London. Theresa May will den harten Brexit. Eine überparteiliche Koalition von Abgeordneten des britischen Unterhauses will das verhindern.

Bisher hatte Theresa May eigentlich alles im Griff. Die im Juli ins Amt gekommene britische Premierministerin erfreut sich guter Umfragewerte in der Bevölkerung und der Unterstützung durch ihre Partei. Ihre Autorität hatte sie besonders beim Thema Brexit unterstrichen: Sie beansprucht die Interpretationshoheit über die Referendums-Entscheidung der Briten, die Europäische Union verlassen zu wollen. „Brexit bedeutet Brexit“, sagte sie, „und wir machen einen Erfolg daraus“.

Das britische Volk habe entschieden, so Mays Auslegung, dass zum einen die Einwanderung von EU-Bürgern kontrolliert werden müsse und dass zum anderen EU-Recht im Königreich nicht mehr gelten soll. Mit diesen beiden Positionen signalisierte die Premierministerin, dass sie einen sogenannten harten Brexit ansteuern will: den völligen Schnitt mit der EU und den Austritt aus dem Binnenmarkt, denn die Personenfreizügigkeit und die Akzeptanz der Spielregeln sind die Voraussetzungen des gemeinsamen Marktes.

Abgeordnete des Unterhauses wollen Mitspracherecht

Jetzt wird deutlich, dass Theresa May doch nicht so kann, wie sie will. Ihre Machtvollkommenheit kennt Grenzen. Die Premierministerin wurde bei ihrem Versuch, den Brexit möglichst ohne Beteiligung des Parlaments zu organisieren, in die Schranken gewiesen. Die Abgeordneten des Unterhauses verlangen künftig ein Mitspracherecht. Sie verabschiedeten einen Antrag, nach dem die Parlamentarier die Verhandlungsstrategie der Regierung „angemessen prüfen“ dürfen.
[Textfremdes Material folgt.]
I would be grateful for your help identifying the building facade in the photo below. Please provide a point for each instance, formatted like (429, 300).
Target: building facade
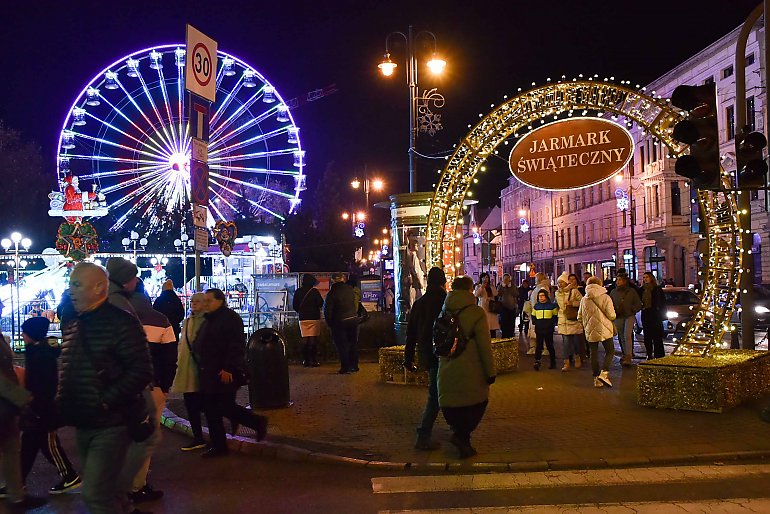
(644, 218)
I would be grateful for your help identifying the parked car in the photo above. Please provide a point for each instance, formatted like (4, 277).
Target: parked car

May musste dem Antrag notgedrungen zustimmen, denn die Premierministerin hat nur eine Arbeitsmehrheit von 16 Sitzen im Unterhaus, und in ihren eigenen Reihen pochten immer mehr Konservative auf eine Beteiligung des Parlaments. Mit dem Votum formierte sich erstmals ein parteiübergreifender Widerstand gegen die Brexit-Walze: Es gibt jetzt eine informelle Koalition zwischen Abgeordneten aus unterschiedlichsten Fraktionen, um einen harten Brexit zu verhindern.

May beruft sich auf „Königliches Prärogativ“

Am Donnerstag erlebte die Premierministerin eine weitere Herausforderung. Vor dem Londoner High Court begann ein Prozess, der Theresa May verbieten könnte, die Austrittsverhandlungen ohne vorherige Zustimmung des Parlaments einzuleiten.
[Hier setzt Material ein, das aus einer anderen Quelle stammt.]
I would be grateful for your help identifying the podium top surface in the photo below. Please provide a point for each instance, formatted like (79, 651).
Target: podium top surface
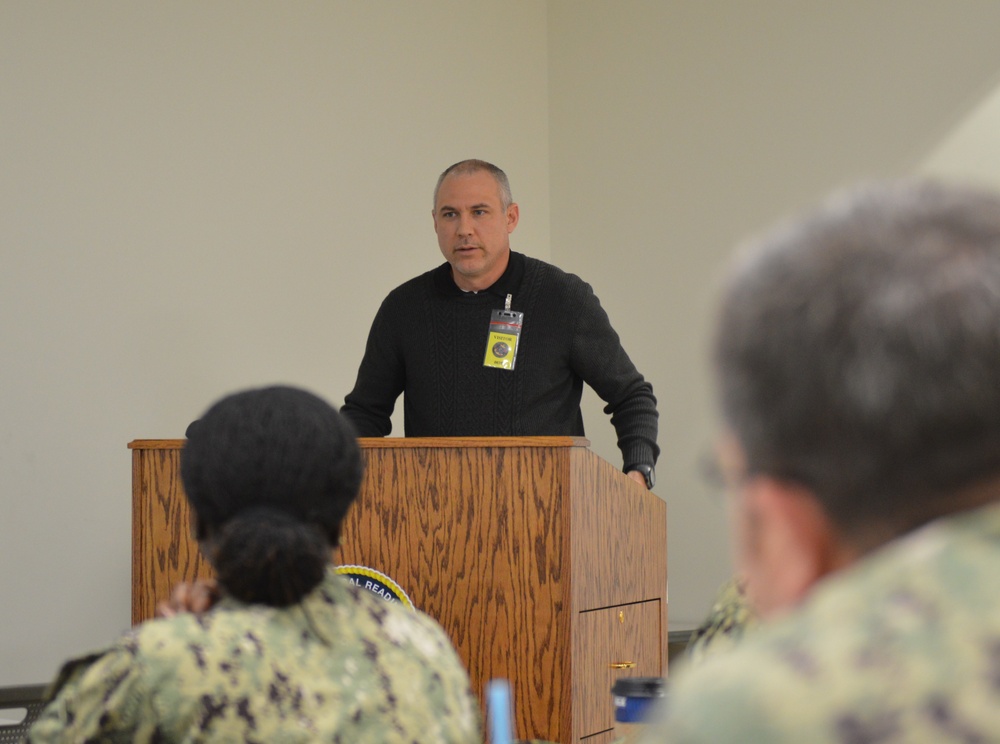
(412, 442)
Es geht um den Artikel 50 des Lissabonner Vertrages. Sobald die britische Regierung diesen Artikel anruft, wird das Austrittsbegehren offiziell und die Uhr tickt: Dann bleiben den Briten lediglich zwei Jahre, um die Modalitäten der Scheidung zu verhandeln. May hat immer darauf bestanden, dass es aufgrund der Regeln des „Königlichen Prärogativs“ ausschließlich ihr zusteht, den Artikel anzurufen. Die Gegenseite argumentiert nicht so: Die Souveränität läge beim Parlament und bei einem so schwerwiegendem Schritt dürfe es nicht nur um eine Entscheidung der Exekutive gehen.
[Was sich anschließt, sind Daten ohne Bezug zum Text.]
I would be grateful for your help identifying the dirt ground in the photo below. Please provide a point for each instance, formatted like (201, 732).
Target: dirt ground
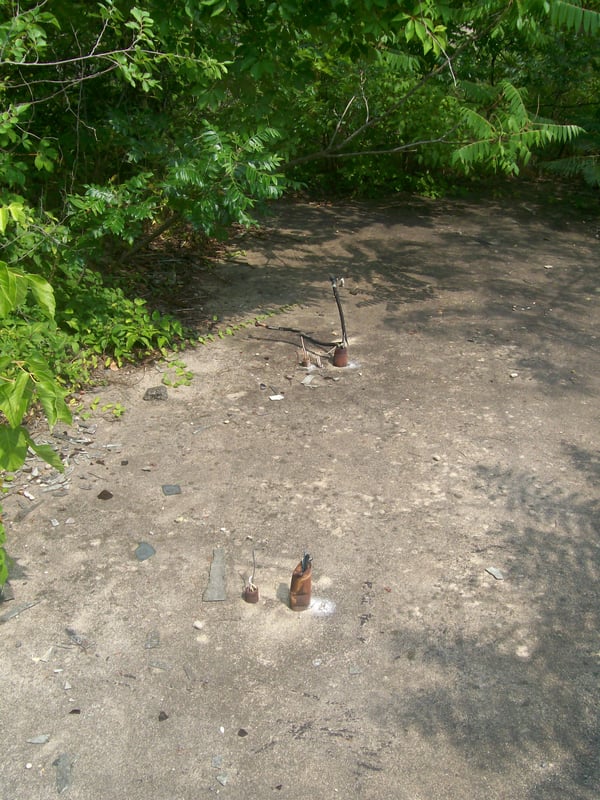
(462, 438)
Abgeordnete könnten Brexit rückgängig machen

Sollte die Regierung den Prozess verlieren, hätte das Parlament quasi ein Veto-Recht. May fürchtet, dass dann die Abgeordneten den Brexit rückgängig machen könnten. Die Zahlen dafür sind da. Vor der Referendums-Entscheidung hatten sich mehr als 70 Prozent der Mitglieder des Unterhauses gegen einen Austritt aus der EU ausgesprochen. Im Oberhaus gibt es gleichfalls viele Brexit-Gegner. Und vor Gericht wird eine zen­trale konstitutionelle Frage verhandelt: Wer hat die Macht? Premierministerin oder Parlament? Egal wie die Sache ausgeht, die Verhandlung wird schnell zur nächsten und höchsten Instanz weiterwandern. Noch im Dezember sollte der Supreme Court abschließend urteilen.

Nach der Parteikonferenz der Konservativen hat es einen Stimmungsumschwung gegeben, als klar wurde, dass May einen radikalen Ausstiegskurs steuert. Das Pfund erlebte einen historischen Kurssturz, denn immer mehr Anleger und Investoren denken, dass die britische Wirtschaft auf eine Brexit-Katastrophe zusteuern könnte. Die nationale Währung, urteilte Chefstratege David Bloom von der Großbank HSBC, „ist jetzt die de facto Opposition gegen die Politik der Regierung.“ Tatsächlich ist ein Kurs von 1,22 Dollar alles andere als ein Vertrauensbeweis in das Pfund. Die Preise in britischen Läden dürften künftig kräftig ansteigen.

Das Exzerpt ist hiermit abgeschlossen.